L’illégalité d’un acte administratif, qu’il soit ou non réglementaire, ne peut être utilement invoquée par voie d’exception à l’appui de conclusions dirigées contre une décision administrative ultérieure que si cette dernière décision a été prise pour l’application du premier acte ou s’il en constitue la base légale. Or, il ressort des pièces du dossier que la décision attaquée n’a pas été prise pour l’application de la circulaire du 17 juillet 2020, dont le requérant invoque l’illégalité. La décision du 22 novembre 2022 n’a pas davantage pour base légale la circulaire du 17 juillet 2020. M. A… ne peut donc utilement exciper de son illégalité à l’appui de ses conclusions dirigées contre la décision du 22 novembre 2022. Au demeurant, il n’apporte aucun élément de nature à démontrer l’absence de dangerosité liée à la possession d’une clé TNT en détention alors même que le ministre d’Etat, garde des sceaux, ministre de la justice, établit la possibilité de détourner son usage pour capter les ondes radio du personnel pénitentiaire. Sans qu’il soit besoin de se prononcer sur la substitution de base légale et de motif sollicitée en défense, les moyens de la requête doivent donc être écartés.
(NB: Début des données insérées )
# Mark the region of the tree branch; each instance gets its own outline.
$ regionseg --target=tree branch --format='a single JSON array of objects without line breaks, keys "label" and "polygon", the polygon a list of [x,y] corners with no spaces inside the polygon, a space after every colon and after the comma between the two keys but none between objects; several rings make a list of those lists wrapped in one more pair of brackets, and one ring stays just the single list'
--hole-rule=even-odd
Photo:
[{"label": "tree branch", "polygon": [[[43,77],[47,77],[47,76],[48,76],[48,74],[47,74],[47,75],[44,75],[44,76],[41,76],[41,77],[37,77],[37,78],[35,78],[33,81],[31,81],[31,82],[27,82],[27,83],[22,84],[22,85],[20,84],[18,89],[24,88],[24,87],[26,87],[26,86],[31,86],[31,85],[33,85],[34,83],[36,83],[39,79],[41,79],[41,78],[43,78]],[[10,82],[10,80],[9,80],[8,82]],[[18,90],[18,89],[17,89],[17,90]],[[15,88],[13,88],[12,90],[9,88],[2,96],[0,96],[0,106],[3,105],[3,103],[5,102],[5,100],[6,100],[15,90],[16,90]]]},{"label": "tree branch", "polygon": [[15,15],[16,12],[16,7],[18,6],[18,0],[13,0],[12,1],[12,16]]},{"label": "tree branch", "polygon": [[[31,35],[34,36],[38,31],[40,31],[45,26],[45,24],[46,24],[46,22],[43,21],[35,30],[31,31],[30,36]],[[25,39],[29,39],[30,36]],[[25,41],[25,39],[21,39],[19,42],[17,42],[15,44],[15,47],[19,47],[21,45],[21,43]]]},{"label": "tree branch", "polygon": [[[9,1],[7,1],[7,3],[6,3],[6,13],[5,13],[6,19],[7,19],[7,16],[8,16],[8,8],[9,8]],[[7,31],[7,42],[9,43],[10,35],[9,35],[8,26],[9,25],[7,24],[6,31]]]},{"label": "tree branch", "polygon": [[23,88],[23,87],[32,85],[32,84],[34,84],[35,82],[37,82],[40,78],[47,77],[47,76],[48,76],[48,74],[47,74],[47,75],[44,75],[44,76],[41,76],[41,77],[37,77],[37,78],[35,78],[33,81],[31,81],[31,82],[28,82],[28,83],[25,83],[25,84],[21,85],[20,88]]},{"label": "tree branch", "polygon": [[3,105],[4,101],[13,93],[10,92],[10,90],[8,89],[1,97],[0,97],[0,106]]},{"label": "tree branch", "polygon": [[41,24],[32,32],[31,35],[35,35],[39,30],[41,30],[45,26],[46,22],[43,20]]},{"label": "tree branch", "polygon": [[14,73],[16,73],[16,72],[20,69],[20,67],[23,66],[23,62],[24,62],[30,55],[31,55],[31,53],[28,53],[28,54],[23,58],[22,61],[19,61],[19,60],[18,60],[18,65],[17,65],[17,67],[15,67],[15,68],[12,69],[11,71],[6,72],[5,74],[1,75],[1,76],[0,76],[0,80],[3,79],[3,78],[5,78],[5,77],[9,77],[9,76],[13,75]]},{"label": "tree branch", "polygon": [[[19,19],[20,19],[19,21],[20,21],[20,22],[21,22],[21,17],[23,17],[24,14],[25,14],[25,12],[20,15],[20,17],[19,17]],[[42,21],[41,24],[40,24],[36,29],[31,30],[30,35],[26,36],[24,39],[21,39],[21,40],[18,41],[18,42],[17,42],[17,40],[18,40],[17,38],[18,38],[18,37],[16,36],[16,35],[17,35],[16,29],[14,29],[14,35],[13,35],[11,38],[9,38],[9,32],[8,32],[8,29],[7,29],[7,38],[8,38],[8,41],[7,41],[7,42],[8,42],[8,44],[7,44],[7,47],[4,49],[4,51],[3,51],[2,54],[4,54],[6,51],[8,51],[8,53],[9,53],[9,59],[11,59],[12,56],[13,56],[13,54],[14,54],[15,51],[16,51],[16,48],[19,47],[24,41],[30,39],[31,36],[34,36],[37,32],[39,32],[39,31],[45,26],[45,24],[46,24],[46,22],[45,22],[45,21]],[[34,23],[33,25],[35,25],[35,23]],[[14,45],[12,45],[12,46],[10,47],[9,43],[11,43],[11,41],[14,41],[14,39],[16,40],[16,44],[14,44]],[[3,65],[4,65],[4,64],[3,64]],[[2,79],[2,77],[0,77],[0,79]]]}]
Il résulte de tout ce qui précède, sans qu’il soit besoin de se prononcer sur la fin de non-recevoir opposée en défense, que les conclusions à fin d’annulation présentées par M. A… et, par voie de conséquence, les conclusions à fin d’injonction sous astreinte, doivent être rejetées.
Sur les frais liés au litige :
Les dispositions de l’article L. 761-1 du code de justice administrative et de l’article 37 de la loi du 10 juillet 1991 font obstacle à ce que soit mise à la charge de l’Etat, qui n’est pas, dans la présente instance, la partie perdante, la somme demandée au titre des frais exposés et non compris dans les dépens.
D E C I D E :
Article 1er : La requête de M. A… est rejetée.
Article 2 : Le présent jugement sera notifié à M. B… A…, à Me Ciaudo et au ministre d’Etat, garde des sceaux, ministre de la justice.
Délibéré après l’audience publique du 25 septembre 2025 à laquelle siégeaient :
Mme Samson-Dye, présidente,
Mme Bourjol, première conseillère,
Mme Philis, conseillère.
Rendu public par mise à disposition au greffe le 16 octobre 2025.
La rapporteure,
L. Philis
La présidente,
A. Samson-Dye
Le greffier,
P. Lepage
La République mande et ordonne au ministre d’Etat, garde des sceaux, ministre de la justice, en ce qui le concerne ou à tous commissaires de justice à ce requis en ce qui concerne les voies de droit commun, contre les parties privées, de pourvoir à l’exécution de la présente décision.